I think the end objective should be (if it isn't already) one skin displayed on both mobile and desktop domains. Making it 'responsive' in this way moves us in that direction. Yes, a million times yes.

@Izno from a technical point of view, that makes sense to me and is my preferred option. I think the concern on the product side is we'll see a repeat of the fallout we saw for responsive Monobook (even though there would be a preference to turn it off).

FWIW, I think an RFC on wiki formally requesting this direction for Vector 2022 would be really useful input if anyone has capacity to push for it.

A learning point since I wrote this blog post.

In T306910 we decided to be explicit about what we served to mobile users viewing the desktop site (1200px at 25%). This led to T311119. The zooming proved problematic on iPad so was removed and the 1200px was shortened to 1000px to avoid CSS rules at this breakpoint which led to undesirable features in this environment such as a fixed width.

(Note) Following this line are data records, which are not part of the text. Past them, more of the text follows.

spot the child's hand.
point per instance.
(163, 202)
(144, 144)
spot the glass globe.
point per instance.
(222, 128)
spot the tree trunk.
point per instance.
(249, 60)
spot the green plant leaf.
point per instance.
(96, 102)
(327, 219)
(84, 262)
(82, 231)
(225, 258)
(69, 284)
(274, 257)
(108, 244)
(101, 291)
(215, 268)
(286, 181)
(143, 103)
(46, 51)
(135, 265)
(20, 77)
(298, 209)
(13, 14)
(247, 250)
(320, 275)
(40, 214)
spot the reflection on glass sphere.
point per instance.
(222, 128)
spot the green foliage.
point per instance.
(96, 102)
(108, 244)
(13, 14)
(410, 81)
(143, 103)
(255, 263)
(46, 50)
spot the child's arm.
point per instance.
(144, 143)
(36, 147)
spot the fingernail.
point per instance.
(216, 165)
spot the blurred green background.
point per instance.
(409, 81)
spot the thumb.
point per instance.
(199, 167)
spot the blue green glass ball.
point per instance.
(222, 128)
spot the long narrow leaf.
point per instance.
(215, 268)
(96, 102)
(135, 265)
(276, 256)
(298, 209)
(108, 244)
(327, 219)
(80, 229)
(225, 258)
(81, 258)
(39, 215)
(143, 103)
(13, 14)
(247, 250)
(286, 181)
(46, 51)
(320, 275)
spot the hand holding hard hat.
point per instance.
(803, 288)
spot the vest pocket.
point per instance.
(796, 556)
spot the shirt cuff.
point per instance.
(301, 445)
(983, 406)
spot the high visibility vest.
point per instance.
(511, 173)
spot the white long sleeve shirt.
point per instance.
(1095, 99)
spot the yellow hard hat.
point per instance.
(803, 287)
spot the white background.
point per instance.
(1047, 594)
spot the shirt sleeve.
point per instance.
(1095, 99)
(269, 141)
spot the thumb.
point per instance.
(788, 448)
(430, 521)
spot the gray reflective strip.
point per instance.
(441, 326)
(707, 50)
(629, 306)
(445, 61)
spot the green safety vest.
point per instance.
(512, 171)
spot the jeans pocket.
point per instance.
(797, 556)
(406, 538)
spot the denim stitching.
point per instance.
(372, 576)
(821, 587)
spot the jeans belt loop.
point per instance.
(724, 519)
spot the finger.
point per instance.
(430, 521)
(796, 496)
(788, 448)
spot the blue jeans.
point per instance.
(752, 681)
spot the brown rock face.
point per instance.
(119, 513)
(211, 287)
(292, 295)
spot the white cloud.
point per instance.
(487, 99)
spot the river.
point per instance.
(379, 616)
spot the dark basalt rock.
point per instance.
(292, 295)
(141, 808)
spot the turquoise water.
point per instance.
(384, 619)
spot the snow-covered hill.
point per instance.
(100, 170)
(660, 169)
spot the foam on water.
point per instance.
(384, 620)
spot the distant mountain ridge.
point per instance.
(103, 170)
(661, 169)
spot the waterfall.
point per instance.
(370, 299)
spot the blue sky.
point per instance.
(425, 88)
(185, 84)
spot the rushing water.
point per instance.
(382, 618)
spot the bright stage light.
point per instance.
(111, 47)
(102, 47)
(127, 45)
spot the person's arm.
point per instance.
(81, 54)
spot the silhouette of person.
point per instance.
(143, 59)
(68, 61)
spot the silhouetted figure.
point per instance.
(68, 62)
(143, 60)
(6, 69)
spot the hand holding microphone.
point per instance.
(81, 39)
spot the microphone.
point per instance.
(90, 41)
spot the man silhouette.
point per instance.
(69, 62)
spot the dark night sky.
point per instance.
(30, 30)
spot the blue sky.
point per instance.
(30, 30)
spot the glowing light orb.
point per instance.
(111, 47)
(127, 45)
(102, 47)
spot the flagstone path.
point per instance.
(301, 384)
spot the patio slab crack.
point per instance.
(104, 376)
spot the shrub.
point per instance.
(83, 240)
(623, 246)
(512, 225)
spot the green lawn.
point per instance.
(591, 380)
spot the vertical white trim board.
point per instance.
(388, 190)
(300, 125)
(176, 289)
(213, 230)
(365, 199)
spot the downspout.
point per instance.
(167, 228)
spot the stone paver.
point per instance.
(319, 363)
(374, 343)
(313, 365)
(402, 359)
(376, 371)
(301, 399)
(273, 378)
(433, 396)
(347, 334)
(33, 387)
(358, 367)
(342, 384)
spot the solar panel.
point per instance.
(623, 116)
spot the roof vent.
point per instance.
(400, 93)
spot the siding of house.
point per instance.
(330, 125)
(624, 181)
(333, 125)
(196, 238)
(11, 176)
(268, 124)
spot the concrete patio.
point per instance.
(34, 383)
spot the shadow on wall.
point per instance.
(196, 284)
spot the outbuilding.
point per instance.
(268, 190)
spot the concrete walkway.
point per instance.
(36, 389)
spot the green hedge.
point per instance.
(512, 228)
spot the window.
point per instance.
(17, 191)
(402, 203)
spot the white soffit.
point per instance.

The feedback suggested that users expect the content area to be at a "readable" font-size (which appears to be 9px-10px). Readable was subjective. One user commented that category pages were unreadable. Before the change, galleries showed 7 images on a single row and afterwards 4.

The text is only readable because of a text inflation algorithm used on some smartphones and tablets . We can disable this, but based on this feedback should never try to do that: https://developer.mozilla.org/en-US/docs/Web/CSS/text-size-adjust

Users did not seem bothered by the surrounding UI size (which remains unchanged) but even though the buttons were small, did notice if they got smaller.